But before the judge, and to the public, the Department of Justice has not yet explained why they needed this change, and that is exactly why this judge is saying, you can't make this change. You haven't given satisfactory reasons. In fact, you haven't given any reasons for making this change.
BLITZER: The bottom line, at least for now, another major setback to the president who wants the citizenship question asked in the 2020 census.
Guys, stand by. We're going to get a lot more on this, the breaking news that we're following.
I want to bring in our chief White House Correspondent, Jim Acosta.
Jim, that census citizenship question clearly very, very important to the president, and this judge's ruling clearly a major setback.
JIM ACOSTA, CNN CHIEF WHITE HOUSE CORRESPONDENT: That's right, Wolf. This is a setback for the president, no question about it.

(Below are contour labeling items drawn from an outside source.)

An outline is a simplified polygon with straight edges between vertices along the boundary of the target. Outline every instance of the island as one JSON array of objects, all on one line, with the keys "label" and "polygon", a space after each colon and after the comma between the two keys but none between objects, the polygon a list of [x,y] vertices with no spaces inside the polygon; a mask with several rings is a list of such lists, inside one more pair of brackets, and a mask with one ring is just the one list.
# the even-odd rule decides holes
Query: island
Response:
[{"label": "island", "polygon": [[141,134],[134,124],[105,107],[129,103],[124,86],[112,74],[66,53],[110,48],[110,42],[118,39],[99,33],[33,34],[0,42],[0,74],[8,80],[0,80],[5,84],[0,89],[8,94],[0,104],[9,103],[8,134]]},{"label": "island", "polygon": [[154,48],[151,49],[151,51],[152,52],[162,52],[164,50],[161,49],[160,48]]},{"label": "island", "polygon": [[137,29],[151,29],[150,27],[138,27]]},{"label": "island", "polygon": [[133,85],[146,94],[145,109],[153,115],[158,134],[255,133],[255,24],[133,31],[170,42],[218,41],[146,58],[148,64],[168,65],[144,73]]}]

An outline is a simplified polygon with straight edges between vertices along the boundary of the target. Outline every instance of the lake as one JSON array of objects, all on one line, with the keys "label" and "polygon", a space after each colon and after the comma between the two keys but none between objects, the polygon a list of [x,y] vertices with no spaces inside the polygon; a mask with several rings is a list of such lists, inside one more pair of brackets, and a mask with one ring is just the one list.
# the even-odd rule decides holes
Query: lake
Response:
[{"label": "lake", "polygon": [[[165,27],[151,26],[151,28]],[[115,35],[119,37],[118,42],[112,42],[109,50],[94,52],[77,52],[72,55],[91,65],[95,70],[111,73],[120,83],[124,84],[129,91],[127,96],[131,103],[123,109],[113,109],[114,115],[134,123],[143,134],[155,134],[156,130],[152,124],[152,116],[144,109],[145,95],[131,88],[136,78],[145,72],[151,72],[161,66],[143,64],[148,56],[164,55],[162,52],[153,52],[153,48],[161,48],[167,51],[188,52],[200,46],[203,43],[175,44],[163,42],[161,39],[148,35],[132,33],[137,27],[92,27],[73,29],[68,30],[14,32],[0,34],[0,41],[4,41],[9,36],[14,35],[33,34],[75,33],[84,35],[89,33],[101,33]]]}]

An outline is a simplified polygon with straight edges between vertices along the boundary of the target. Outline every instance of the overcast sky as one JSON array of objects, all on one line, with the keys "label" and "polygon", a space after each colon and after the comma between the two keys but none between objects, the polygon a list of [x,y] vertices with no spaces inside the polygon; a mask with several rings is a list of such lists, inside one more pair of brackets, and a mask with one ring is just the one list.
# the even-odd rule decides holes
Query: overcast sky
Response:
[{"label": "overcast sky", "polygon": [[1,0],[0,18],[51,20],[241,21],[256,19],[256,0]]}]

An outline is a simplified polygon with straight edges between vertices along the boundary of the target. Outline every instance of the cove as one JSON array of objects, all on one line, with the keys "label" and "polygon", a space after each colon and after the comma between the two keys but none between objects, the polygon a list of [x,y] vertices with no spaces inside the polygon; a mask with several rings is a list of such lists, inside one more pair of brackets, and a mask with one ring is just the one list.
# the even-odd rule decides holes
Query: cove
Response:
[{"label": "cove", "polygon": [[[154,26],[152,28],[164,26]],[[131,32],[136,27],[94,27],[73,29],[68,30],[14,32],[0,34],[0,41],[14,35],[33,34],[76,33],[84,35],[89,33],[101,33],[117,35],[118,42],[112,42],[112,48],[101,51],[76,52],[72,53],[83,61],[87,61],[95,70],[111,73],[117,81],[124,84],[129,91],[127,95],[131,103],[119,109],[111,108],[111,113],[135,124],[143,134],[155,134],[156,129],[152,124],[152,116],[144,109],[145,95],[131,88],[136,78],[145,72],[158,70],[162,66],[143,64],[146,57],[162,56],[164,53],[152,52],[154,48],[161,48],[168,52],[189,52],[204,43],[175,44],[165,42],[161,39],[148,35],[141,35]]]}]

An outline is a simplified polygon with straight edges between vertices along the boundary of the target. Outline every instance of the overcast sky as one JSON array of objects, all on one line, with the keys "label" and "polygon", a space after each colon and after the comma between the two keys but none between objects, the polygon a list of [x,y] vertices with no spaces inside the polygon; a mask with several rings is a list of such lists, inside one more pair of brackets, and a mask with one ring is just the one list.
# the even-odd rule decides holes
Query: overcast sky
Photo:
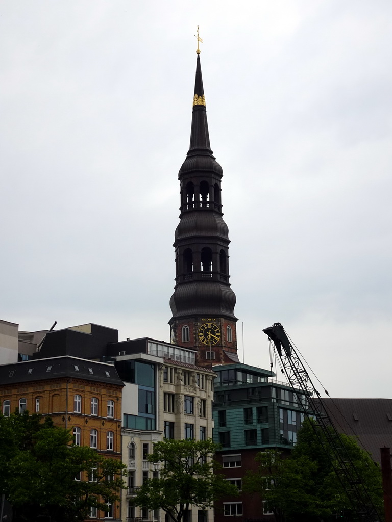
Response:
[{"label": "overcast sky", "polygon": [[169,340],[198,25],[240,359],[392,397],[390,0],[3,0],[0,318]]}]

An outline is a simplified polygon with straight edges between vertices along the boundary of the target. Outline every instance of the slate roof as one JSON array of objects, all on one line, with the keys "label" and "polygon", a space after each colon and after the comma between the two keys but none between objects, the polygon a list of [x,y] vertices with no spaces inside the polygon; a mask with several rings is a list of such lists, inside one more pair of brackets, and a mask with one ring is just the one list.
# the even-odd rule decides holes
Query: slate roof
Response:
[{"label": "slate roof", "polygon": [[392,448],[392,399],[323,399],[336,428],[358,437],[380,461],[380,448]]},{"label": "slate roof", "polygon": [[124,386],[113,365],[68,355],[0,365],[0,385],[27,384],[66,377]]}]

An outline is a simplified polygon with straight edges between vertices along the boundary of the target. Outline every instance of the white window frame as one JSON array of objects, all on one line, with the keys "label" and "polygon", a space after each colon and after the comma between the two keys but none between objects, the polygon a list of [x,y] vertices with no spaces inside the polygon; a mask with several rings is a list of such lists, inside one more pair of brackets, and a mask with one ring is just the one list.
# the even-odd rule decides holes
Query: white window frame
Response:
[{"label": "white window frame", "polygon": [[3,401],[3,414],[5,417],[9,417],[11,413],[11,401],[6,399]]},{"label": "white window frame", "polygon": [[80,446],[82,444],[82,430],[77,426],[74,428],[73,435],[75,438],[75,445]]},{"label": "white window frame", "polygon": [[96,417],[98,416],[98,401],[97,397],[92,397],[91,398],[91,402],[90,402],[90,405],[91,405],[90,413],[91,415],[94,415]]},{"label": "white window frame", "polygon": [[113,451],[114,448],[114,434],[112,431],[108,431],[106,433],[106,449]]},{"label": "white window frame", "polygon": [[233,342],[233,330],[232,327],[229,325],[226,329],[227,341],[229,342]]},{"label": "white window frame", "polygon": [[269,503],[268,500],[263,501],[263,515],[273,515],[273,512],[269,511],[270,508],[266,507],[268,506]]},{"label": "white window frame", "polygon": [[24,397],[22,399],[19,399],[19,412],[20,413],[22,413],[24,411],[26,411],[26,406],[27,405],[27,399],[25,399]]},{"label": "white window frame", "polygon": [[82,395],[74,395],[74,413],[82,413]]},{"label": "white window frame", "polygon": [[[238,507],[241,506],[241,513],[238,513]],[[233,508],[235,506],[235,509]],[[226,507],[229,508],[230,513],[226,513]],[[235,512],[235,513],[234,513]],[[225,517],[240,517],[243,516],[243,503],[242,502],[224,502],[223,513]]]},{"label": "white window frame", "polygon": [[107,417],[109,419],[113,419],[114,417],[114,400],[108,401],[108,407],[107,411]]},{"label": "white window frame", "polygon": [[90,431],[90,447],[95,449],[98,448],[98,431],[96,430]]}]

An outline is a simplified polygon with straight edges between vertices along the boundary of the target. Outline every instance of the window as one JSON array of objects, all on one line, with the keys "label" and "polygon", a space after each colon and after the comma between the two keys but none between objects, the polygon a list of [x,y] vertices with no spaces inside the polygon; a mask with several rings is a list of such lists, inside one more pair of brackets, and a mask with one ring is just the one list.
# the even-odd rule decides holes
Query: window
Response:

And he has been tweeting about it. He's been talking about it. He hasn't yet reacted to this latest development in the case. So we will be watching for that.
But the president is stepping up to defend his embattled labor secretary, who is facing calls to resign over his handling of the Jeffrey Epstein case. The president says Secretary Alex Acosta is doing a fantastic job, as he put it earlier today.

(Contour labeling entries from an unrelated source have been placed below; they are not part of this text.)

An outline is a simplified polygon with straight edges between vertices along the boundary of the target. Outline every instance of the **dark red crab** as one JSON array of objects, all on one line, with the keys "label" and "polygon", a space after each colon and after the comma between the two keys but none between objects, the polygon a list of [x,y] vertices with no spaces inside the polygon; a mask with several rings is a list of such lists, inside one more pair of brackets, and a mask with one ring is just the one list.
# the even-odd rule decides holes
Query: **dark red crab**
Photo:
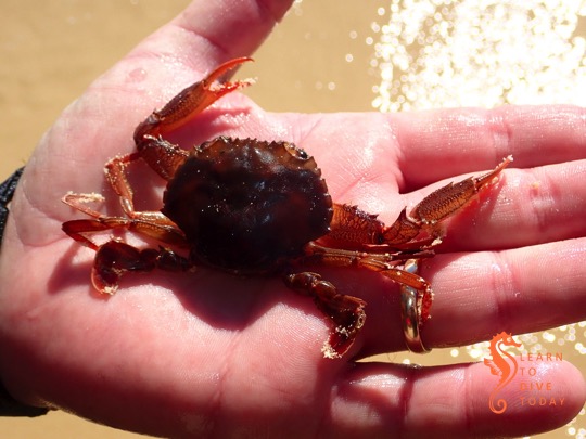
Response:
[{"label": "dark red crab", "polygon": [[[91,280],[114,294],[127,272],[154,269],[189,271],[198,266],[233,274],[281,275],[291,288],[309,295],[332,321],[323,353],[343,356],[365,322],[365,301],[339,293],[307,266],[362,267],[417,289],[420,324],[430,317],[432,290],[403,270],[409,259],[433,256],[440,223],[487,186],[511,162],[506,158],[481,177],[450,183],[426,196],[409,215],[403,209],[390,227],[356,206],[333,203],[316,162],[283,141],[216,138],[186,151],[165,140],[222,95],[250,81],[218,82],[249,61],[229,61],[152,113],[135,131],[137,151],[105,165],[105,176],[120,198],[125,216],[104,216],[87,206],[99,194],[63,197],[91,219],[63,223],[72,238],[97,251]],[[141,158],[167,181],[160,211],[137,211],[125,169]],[[167,246],[135,248],[112,238],[98,245],[88,235],[126,229]],[[186,254],[173,248],[184,248]]]}]

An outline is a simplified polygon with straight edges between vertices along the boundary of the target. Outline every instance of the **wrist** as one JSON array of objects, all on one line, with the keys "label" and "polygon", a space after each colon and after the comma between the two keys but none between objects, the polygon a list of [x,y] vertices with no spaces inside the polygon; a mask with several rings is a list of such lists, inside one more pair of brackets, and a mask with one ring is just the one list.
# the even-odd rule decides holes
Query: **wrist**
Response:
[{"label": "wrist", "polygon": [[[4,225],[7,224],[9,215],[9,205],[18,184],[18,180],[23,173],[24,167],[17,169],[2,184],[0,184],[0,250],[2,245],[2,236],[4,234]],[[2,285],[0,285],[0,294],[2,294]],[[16,401],[5,389],[0,380],[0,416],[40,416],[48,412],[48,409],[31,406]]]}]

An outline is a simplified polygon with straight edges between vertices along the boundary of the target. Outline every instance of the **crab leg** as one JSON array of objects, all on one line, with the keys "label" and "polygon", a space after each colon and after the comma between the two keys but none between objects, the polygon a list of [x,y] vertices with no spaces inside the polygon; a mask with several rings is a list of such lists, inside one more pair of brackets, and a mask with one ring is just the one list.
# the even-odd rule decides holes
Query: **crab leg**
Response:
[{"label": "crab leg", "polygon": [[437,225],[487,188],[512,160],[512,156],[508,156],[491,172],[440,188],[423,198],[409,215],[406,215],[404,209],[393,224],[384,228],[385,244],[400,246],[417,237],[423,230],[434,237],[440,237]]},{"label": "crab leg", "polygon": [[366,302],[357,297],[337,293],[336,287],[323,281],[317,273],[289,274],[285,284],[297,293],[314,298],[318,309],[334,324],[321,351],[326,358],[341,358],[354,344],[356,335],[365,324]]},{"label": "crab leg", "polygon": [[247,61],[252,59],[237,57],[221,64],[207,77],[179,92],[162,109],[153,112],[135,130],[135,142],[139,151],[144,142],[186,125],[225,94],[252,85],[252,79],[217,82],[226,73]]}]

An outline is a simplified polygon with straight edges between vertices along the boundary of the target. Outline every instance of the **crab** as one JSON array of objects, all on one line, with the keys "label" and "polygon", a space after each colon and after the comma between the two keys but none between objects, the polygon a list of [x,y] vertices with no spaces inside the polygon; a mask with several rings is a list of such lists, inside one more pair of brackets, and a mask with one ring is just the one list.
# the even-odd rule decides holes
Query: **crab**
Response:
[{"label": "crab", "polygon": [[[418,324],[423,325],[430,319],[432,288],[404,270],[405,263],[432,257],[442,241],[442,221],[495,181],[512,157],[485,175],[441,188],[385,225],[377,215],[334,203],[316,160],[293,143],[218,137],[187,151],[165,140],[216,100],[250,85],[251,80],[221,80],[250,60],[228,61],[186,88],[137,127],[135,152],[106,163],[105,178],[124,216],[89,207],[104,201],[100,194],[63,197],[90,217],[66,221],[62,228],[95,250],[94,288],[114,294],[124,274],[155,269],[184,272],[205,267],[235,275],[281,276],[290,288],[310,296],[331,321],[323,354],[340,358],[365,324],[366,302],[339,292],[307,267],[358,267],[416,289]],[[166,180],[158,211],[135,209],[126,168],[139,159]],[[139,249],[115,237],[100,245],[92,241],[92,234],[109,230],[136,232],[162,245]]]}]

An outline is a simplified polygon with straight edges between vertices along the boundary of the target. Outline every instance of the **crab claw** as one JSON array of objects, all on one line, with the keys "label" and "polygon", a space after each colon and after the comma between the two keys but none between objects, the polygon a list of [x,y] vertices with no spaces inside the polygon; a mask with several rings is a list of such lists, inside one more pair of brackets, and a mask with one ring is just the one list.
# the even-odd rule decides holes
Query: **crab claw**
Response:
[{"label": "crab claw", "polygon": [[254,83],[253,79],[218,82],[228,72],[249,61],[253,59],[242,56],[227,61],[201,81],[183,89],[167,105],[153,112],[137,127],[136,144],[140,145],[145,137],[156,138],[186,125],[225,94]]}]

Mr. Trump also tried to distance himself from Epstein in the Oval Office earlier in the day, after once describing Epstein as a -- quote -- "terrific guy."
ACOSTA (voice-over): Tonight, President Trump appears to be standing by his embattled labor secretary, Alex Acosta, at least for now.
DONALD TRUMP, PRESIDENT OF THE UNITED STATES: I can tell you that for two-and-a-half years he's been just an excellent secretary of labor. He's done a fantastic job.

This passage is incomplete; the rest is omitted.